Value Labels and Appending Data

Yawo Kokuvi

Join Date: May 2015

Posts: 137
#1

Value Labels and Appending Data

01 May 2019, 12:42

I have a question about the appending data from multiple rounds of surveys across 10 countries from the Demographic and Health surveys data.

When I append multiple rounds/surveys, all my value labels are messed up. For example, the "region" variable seemed to include only the value labels from the last data appended. So, if country A has regions 1 2 3, and country B has regions 3 4 5, I would expect the appended data to include all 6 regions.
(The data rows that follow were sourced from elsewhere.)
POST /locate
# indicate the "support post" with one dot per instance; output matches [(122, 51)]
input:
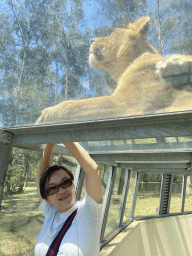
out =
[(79, 181), (124, 196), (5, 154), (165, 197), (183, 192), (136, 187), (107, 199)]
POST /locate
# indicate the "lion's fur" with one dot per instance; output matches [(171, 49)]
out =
[(131, 61)]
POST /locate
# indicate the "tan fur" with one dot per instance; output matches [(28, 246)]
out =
[(131, 61)]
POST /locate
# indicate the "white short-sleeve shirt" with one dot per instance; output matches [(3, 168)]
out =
[(81, 239)]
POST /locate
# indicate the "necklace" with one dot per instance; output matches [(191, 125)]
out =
[(76, 232)]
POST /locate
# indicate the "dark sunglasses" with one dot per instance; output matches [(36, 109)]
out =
[(54, 189)]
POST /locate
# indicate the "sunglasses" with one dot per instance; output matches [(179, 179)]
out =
[(54, 189)]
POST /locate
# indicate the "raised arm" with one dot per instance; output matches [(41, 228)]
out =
[(92, 174), (44, 164)]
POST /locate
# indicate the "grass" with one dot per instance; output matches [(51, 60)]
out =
[(21, 220)]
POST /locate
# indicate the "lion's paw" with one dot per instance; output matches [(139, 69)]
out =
[(177, 71)]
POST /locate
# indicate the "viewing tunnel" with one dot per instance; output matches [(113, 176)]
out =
[(116, 77)]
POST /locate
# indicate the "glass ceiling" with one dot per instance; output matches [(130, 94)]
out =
[(47, 46)]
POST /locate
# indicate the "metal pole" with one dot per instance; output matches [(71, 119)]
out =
[(107, 199), (124, 197), (183, 192), (79, 181), (5, 154)]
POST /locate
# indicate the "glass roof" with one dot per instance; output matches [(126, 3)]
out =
[(66, 61)]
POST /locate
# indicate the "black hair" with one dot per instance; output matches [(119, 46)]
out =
[(47, 174)]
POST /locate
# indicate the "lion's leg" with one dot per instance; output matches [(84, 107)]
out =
[(84, 109), (177, 71)]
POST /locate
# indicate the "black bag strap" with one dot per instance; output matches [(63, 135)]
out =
[(54, 247)]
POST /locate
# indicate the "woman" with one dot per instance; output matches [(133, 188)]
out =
[(56, 191)]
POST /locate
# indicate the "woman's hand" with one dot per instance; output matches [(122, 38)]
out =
[(44, 164), (92, 179)]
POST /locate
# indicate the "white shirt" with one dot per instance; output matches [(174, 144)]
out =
[(81, 239)]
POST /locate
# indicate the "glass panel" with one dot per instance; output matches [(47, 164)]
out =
[(188, 198), (46, 50), (113, 215), (148, 194), (175, 205), (129, 197)]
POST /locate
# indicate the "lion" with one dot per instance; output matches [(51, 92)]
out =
[(143, 76)]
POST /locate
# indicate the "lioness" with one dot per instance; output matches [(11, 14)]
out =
[(131, 61)]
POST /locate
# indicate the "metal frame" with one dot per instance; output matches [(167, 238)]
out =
[(159, 157)]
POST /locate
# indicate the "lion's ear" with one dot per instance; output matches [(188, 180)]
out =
[(140, 26)]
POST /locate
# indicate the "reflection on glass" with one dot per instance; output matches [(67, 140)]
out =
[(175, 205), (188, 197), (113, 215), (129, 197), (148, 195), (45, 59), (20, 217)]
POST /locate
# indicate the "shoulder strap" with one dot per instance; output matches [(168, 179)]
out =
[(54, 247)]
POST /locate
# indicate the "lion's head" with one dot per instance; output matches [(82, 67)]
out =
[(115, 52)]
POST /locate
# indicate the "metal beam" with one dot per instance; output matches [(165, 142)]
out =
[(159, 125), (126, 157)]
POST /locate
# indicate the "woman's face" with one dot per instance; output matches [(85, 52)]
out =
[(63, 199)]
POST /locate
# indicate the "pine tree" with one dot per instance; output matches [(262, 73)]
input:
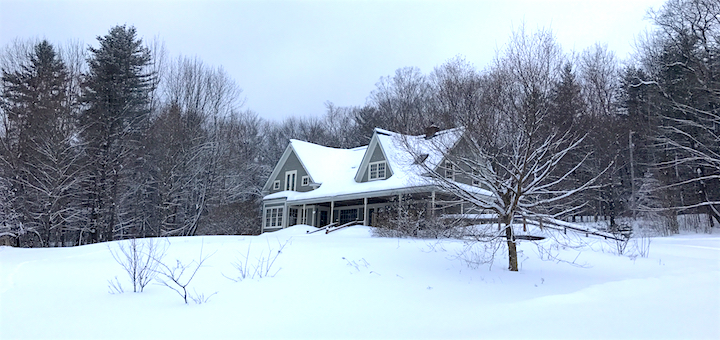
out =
[(117, 97), (38, 150)]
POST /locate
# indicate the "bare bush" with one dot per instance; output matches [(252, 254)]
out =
[(263, 263), (139, 259), (179, 277)]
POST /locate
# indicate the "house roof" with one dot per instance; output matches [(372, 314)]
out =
[(336, 170)]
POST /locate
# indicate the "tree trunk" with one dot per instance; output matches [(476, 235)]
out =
[(512, 250)]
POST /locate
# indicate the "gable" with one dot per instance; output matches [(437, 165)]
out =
[(374, 154), (287, 163)]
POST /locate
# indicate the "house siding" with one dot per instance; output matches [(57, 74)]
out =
[(292, 163), (376, 156)]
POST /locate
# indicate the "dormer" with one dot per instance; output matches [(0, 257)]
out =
[(290, 174), (374, 165)]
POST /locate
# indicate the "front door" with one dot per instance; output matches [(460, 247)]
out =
[(290, 180), (323, 218)]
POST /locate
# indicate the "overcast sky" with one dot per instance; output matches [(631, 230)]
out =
[(291, 57)]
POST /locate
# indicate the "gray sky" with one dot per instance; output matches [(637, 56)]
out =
[(291, 57)]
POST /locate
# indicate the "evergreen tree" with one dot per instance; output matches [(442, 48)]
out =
[(116, 94), (38, 144)]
But in my case, only regions 3 4 5 are populated.

Do you have any hints, strategies to synchronize the value labels, given your experience?

Than, Yawo
Tags: None
William Lisowski

Join Date: Dec 2014

Posts: 10150
#2

01 May 2019, 14:22

Perhaps the discussion at

https://www.statalist.org/forums/for...nding-datasets

will be useful.
Comment

William Lisowski

Join Date: Dec 2014
Posts: 10150

01 May 2019, 14:38

Here is the outline of an approach that may be more effective.

Code:

cls

// create two example datasets

clear
input float country
1
end
label define country 1 "USA"
label values country country
tempfile data1
save `data1'

clear
input float country
2
end
label define country 2 "Canada"
label values country country
tempfile data2
save `data2'

// code starts here

use `data1', clear
tempfile label1
label save country using `label1'
label drop country

append using `data2'
label list country

do `label1'
label list country

Code:

. append using `data2'

. label list country
country:
           2 Canada

. 
. do `label1'

. label define country 1 `"USA"', modify

. 
end of do-file

. label list country
country:
           1 USA
           2 Canada

Comment

Clyde Schechter

Join Date: Apr 2014

Posts: 30029
#4

01 May 2019, 17:30

There is also the possibility that the labeling schemes in the different waves are not only incomplete, but might be inconsistent. So before using the approach suggested in #3, go through each wave and examine the labeling schemes for this. If the same country is never assigned to a different number, nor vice versa, in the different labels, then the code in #3 will do the job very nicely. But if there are inconsistencies, that approach will end up with some observations mislabeled. In that case, you have to do something a little more complicated:

Code:

clear* tempfile building save `building', emptyok local n_waves 5 // OR HOWEVER MANY WAVES THERE ARE forvalues i = 1/`n_waves' { use data_from_wave_`i', clear decode country, gen(_country) drop country append using `building' save `"`building'"', replace } encode _country, gen(country)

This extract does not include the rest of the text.